The report explained that Redde has entered into “a growing number of bilateral protocol agreements with insurers who have confidence in the representations made on claims to be settled”, meaning they settle more quickly.
Redde CEO Martin Ward said: “The group has continued to make very good progress and remains well positioned, with the funds available, to support further growth. Our ‘GPS’ strategy – growth, profitability and sustainability – launched in 2013, is gaining further momentum with a growing pipeline of new business.
“The group has again exceeded performance expectations delivering a robust, profitable and cash generative result which continues to sustain attractive dividends.”
Meanwhile, Fairpoint – which owns Simpson Millar and last month acquired Colemans-ctts – announced that revenue for the first half of 2015 was up 64% to £23m, with gross profit up 21% to £4.1m. It bought Simpson Millar in June 2014.
Legal services accounted for £11.3m and £1.4m of the profit, which amounted to single-digit growth compared with Simpson Millar’s performance in the first half of 2014 pre acquisition.
Fairpoint said its “mission within legal services is to make law more accessible to consumers” and as part of this it has introduced fixed fees for over 70 “legal products”.
The company told investors that it was in a “strong position to continue to develop the legal services platform organically and through further acquisition supported by an enlarged £25m financing facility”.
Fairpoint CEO Chris Moat added: “Fairpoint has delivered another strong set of financial results, both in terms of profitability and cash generation, whilst continuing to execute its stated strategy of becoming a broadly based professional services group.
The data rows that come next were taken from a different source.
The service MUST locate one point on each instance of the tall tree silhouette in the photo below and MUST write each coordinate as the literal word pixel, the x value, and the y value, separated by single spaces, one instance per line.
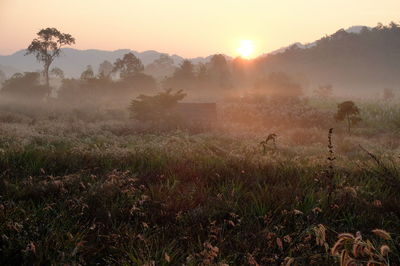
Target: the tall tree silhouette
pixel 47 46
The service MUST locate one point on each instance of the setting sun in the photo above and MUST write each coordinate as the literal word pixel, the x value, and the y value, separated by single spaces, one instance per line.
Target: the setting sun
pixel 246 48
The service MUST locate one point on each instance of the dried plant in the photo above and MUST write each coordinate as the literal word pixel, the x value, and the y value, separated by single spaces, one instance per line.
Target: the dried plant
pixel 354 250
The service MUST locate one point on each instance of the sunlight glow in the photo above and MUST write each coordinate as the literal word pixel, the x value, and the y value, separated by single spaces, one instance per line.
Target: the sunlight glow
pixel 246 49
“The addition, post period end, of Colemans in August 2015 now means that on a pro forma basis, legal services is expected to represent almost two-thirds of the group’s revenues. This is expected to provide an important growth stimulus for the remainder of 2015 and beyond and the group is well placed to develop upon the considerable opportunities within the legal services marketplace, both organically and by acquisition.”